TAR Lazio – Roma, Sez. II-quater, Sent. 07.12.2023 n. 18386
È ben vero, infatti, che l’art. 6-bis del d.P.R. n. 380 del 2001, nel delineare la CILA quale regime abilitativo generale e residuale per gli interventi non inclusi nell’attività edilizia libera (art. 6), nelle ipotesi in cui è richiesto il permesso di costruire (art. 10) e nei casi in cui è prevista la segnalazione certificata di inizio attività (art. 22), non disciplina uno specifico e sistematico procedimento di controllo successivo ancorato a schemi e tempistiche predeterminate, come accade invece in caso di SCIA sulla base del paradigma di cui all’art. 19 della legge n. 241 del 1990 che prevede l’adozione da parte dell’amministrazione di appositi provvedimenti conformativi e inibitori. Nondimeno, va considerato che restano in ogni caso fermi in capo al Comune, e devono essere doverosamente esercitati, i generali poteri di vigilanza e repressione in materia urbanistico-edilizia di cui all’art. 27, commi 1 e 2, del d.P.R. n. 380 del 2001. Ed è a tali poteri che, in un’ottica sostanzialistica, deve essere ricondotto, ad avviso del Collegio, il provvedimento adottato dal Comune di Tarquinia nel caso di specie, con il quale, in sostanza, l’ente locale, rilevato che i lavori per i quali era stata presentata la CILAS riguardavano un fabbricato interessato da difformità edilizie rispetto all’originario titolo abilitativo, il che peraltro emergeva sulla base di quanto dichiarato dallo stesso Condominio istante, avendo lo stesso contestualmente presentato apposita SCIA in sanatoria, ha inteso agire tempestivamente affinché non si consolidasse, sul piano degli effetti materiali, un’ulteriore situazione di abuso, disponendo “il divieto di prosecuzione dei lavori e il ripristino di quanto già eventualmente realizzato”.

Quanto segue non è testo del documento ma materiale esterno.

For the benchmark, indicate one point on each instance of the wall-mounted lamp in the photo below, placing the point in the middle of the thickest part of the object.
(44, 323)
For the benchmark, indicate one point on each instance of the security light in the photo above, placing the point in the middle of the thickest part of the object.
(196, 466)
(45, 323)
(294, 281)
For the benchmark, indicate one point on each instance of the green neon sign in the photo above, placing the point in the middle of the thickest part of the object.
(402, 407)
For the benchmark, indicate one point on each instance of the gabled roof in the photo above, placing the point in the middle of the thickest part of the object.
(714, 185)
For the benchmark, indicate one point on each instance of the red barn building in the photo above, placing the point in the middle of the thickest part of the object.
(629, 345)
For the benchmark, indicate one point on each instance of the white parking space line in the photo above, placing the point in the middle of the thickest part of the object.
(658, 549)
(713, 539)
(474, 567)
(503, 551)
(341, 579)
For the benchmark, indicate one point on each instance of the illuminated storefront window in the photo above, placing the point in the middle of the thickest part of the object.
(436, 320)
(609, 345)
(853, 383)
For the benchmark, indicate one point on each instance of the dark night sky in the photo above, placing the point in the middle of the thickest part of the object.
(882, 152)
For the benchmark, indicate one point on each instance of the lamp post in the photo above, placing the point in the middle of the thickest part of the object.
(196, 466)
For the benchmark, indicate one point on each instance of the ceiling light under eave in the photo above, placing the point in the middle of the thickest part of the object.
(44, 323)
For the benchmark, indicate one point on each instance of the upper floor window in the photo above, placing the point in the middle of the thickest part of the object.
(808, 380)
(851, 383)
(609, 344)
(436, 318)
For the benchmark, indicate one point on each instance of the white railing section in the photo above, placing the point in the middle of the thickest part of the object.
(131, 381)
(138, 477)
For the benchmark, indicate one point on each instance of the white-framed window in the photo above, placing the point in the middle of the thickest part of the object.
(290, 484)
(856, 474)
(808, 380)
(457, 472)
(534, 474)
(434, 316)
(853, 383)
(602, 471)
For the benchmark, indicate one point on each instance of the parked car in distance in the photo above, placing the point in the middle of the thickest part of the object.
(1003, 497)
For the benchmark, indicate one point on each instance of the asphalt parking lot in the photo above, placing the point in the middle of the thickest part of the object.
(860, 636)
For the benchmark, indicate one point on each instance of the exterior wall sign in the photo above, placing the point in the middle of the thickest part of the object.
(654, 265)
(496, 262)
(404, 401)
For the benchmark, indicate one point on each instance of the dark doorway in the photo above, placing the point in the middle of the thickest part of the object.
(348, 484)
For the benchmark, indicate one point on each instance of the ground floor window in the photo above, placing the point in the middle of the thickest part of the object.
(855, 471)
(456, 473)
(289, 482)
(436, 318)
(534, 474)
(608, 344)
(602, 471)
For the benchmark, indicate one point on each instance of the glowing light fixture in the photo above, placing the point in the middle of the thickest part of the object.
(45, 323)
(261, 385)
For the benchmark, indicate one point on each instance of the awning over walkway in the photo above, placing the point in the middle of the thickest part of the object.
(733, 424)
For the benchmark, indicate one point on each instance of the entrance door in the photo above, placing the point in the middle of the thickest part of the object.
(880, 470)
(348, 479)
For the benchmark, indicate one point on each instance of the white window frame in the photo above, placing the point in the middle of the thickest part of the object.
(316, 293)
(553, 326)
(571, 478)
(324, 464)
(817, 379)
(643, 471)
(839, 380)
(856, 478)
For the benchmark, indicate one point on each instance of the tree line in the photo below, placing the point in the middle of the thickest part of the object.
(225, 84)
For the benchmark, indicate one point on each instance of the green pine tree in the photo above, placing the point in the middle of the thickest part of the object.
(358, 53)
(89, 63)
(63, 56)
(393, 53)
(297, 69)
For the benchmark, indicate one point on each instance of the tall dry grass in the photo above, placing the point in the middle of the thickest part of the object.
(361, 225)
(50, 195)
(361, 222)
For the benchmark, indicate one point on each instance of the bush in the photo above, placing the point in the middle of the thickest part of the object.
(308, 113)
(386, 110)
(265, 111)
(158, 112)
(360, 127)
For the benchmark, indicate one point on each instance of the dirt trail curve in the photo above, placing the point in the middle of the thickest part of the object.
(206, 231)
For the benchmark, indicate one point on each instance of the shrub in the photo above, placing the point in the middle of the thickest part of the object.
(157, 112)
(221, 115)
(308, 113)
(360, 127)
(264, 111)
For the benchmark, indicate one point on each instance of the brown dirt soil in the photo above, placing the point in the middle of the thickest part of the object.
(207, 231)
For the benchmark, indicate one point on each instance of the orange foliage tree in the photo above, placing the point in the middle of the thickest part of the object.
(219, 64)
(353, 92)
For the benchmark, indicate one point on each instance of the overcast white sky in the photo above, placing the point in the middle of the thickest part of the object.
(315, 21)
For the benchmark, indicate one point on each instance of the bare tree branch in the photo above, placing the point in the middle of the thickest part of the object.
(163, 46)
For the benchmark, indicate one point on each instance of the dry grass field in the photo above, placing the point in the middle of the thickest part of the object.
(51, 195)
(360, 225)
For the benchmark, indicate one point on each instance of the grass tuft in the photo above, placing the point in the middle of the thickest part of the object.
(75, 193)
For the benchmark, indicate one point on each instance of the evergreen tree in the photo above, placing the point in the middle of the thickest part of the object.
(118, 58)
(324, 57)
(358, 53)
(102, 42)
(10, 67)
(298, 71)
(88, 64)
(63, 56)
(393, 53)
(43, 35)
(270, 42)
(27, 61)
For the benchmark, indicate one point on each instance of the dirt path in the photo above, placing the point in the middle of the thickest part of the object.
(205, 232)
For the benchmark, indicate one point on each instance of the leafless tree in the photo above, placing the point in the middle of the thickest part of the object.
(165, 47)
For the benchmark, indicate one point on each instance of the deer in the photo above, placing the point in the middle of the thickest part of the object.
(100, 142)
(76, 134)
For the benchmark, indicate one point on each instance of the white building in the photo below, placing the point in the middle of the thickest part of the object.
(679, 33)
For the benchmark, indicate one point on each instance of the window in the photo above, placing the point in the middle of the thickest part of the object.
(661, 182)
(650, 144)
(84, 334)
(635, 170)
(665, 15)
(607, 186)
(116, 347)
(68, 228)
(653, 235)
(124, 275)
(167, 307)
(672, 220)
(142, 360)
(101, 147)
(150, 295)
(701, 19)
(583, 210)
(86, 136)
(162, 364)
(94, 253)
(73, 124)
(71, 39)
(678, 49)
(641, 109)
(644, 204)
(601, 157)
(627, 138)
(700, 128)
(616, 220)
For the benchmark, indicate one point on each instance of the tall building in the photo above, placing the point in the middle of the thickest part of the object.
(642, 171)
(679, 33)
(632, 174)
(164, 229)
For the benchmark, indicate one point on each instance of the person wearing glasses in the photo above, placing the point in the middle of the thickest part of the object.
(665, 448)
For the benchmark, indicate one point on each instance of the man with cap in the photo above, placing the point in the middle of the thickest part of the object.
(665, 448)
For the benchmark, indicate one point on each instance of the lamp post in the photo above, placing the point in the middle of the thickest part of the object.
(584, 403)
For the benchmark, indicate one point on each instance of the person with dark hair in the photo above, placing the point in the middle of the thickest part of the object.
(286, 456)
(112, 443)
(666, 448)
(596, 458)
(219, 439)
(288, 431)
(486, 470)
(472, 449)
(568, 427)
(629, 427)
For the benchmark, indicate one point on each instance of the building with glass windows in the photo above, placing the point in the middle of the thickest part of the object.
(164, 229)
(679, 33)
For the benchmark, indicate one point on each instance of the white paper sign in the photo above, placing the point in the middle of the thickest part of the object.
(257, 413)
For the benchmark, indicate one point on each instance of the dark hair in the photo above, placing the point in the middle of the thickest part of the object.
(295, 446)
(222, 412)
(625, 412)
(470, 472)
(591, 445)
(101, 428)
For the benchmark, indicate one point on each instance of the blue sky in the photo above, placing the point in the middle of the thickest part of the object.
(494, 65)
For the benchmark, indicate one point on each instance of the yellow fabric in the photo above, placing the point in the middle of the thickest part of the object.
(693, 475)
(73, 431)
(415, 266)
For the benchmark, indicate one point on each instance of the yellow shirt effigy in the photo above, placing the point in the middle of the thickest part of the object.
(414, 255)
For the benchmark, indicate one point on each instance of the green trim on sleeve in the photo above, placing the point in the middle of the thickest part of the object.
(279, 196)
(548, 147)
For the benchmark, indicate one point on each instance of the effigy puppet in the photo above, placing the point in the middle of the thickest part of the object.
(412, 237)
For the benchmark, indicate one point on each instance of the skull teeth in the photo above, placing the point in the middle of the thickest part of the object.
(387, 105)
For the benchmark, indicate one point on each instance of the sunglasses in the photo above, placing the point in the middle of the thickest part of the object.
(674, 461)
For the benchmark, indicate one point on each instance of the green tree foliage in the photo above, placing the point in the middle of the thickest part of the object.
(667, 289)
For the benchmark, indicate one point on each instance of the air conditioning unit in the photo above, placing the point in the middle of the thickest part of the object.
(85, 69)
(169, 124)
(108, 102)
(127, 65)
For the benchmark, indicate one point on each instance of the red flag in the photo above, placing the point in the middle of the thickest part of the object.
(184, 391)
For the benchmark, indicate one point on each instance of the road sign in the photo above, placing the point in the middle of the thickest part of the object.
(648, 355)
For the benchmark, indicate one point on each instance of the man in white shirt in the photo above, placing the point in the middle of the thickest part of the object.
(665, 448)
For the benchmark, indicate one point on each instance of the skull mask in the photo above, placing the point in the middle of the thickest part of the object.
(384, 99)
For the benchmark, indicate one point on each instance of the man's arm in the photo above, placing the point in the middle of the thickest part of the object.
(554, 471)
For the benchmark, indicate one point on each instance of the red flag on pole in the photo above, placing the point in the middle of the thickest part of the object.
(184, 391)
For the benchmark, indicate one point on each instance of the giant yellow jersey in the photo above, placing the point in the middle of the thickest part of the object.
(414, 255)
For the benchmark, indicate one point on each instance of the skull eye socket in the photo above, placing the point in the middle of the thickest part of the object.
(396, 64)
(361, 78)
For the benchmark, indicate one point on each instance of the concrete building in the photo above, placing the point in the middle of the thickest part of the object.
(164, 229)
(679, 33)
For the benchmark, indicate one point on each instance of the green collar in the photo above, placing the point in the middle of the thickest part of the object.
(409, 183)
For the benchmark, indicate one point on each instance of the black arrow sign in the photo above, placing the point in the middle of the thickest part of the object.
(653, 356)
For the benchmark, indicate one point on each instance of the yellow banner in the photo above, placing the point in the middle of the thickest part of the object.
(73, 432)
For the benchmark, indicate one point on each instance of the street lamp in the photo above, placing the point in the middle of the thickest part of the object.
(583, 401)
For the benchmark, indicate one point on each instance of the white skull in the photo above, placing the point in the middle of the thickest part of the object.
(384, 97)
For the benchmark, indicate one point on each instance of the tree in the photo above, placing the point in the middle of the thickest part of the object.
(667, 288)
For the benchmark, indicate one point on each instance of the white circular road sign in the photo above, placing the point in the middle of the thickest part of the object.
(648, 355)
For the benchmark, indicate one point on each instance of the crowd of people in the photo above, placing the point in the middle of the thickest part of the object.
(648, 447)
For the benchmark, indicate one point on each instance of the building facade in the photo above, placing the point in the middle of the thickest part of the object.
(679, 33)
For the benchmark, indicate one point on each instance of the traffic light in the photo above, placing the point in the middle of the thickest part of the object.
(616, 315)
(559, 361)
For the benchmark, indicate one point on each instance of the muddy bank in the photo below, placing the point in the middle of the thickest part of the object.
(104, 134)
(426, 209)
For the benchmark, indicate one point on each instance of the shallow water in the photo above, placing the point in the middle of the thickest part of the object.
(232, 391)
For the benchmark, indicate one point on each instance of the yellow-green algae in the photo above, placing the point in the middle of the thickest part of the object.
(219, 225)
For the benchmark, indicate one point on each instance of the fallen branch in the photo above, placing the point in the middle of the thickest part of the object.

Sul punto, dunque, il Collegio – pur non ignorando l’esistenza di pronunce che si sono espresse nel senso della nullità dell’atto recante un “diniego di CILA”, in quanto espressivo di un potere non tipizzato nell’art. 6-bis del d.P.R. n. 380 del 2001 (cfr. T.A.R. Campania, Salerno, Sez. II, 18 novembre 2022, n. 3101 e T.A.R. Sicilia, Sez. II, 15 giugno 2020, n. 1179; nel senso invece dell’illegittimità, ma sempre in ragione dell’atipicità del potere esercitato, cfr. T.A.R. Lazio, Latina, Sez. II, 15 giugno 2023, n. 424), nonché di pronunce che, proprio valorizzando l’elemento della non rispondenza ad alcun potere normativamente tipizzato, concludono per la natura non provvedimentale dell’atto con conseguente inammissibilità del ricorso (T.A.R. Toscana, Sez. III, 10 novembre 2016, n. 1625) – ritiene di confermare il diverso orientamento già espresso dalla Sezione (T.A.R. Lazio, Sez. II quater, 20 settembre 2019, n. 11155), secondo cui l’esercizio del potere di vigilanza contro gli abusi edilizi delineato in via generale dall’art. 27 del d.P.R. n. 380 del 2001 ben può consistere “nel semplice rilievo, non soggetto a termini o procedure particolari e comunque non rientrante nell’ambito di applicazione dell’art. 21-nonies della L. n. 241 del 1990, dell’inefficacia della CILA in vista della sospensione dei lavori e dell’adozione dei conseguenti provvedimenti repressivi”(in tal senso, Cons. St., Sez. VII, 28 aprile 2023, n. 4327; T.A.R. Campania, Sez. IV, 9 marzo 2023, n. 1548; T.A.R. Lazio, Latina, Sez. I, 6 giugno 2022, n. 517).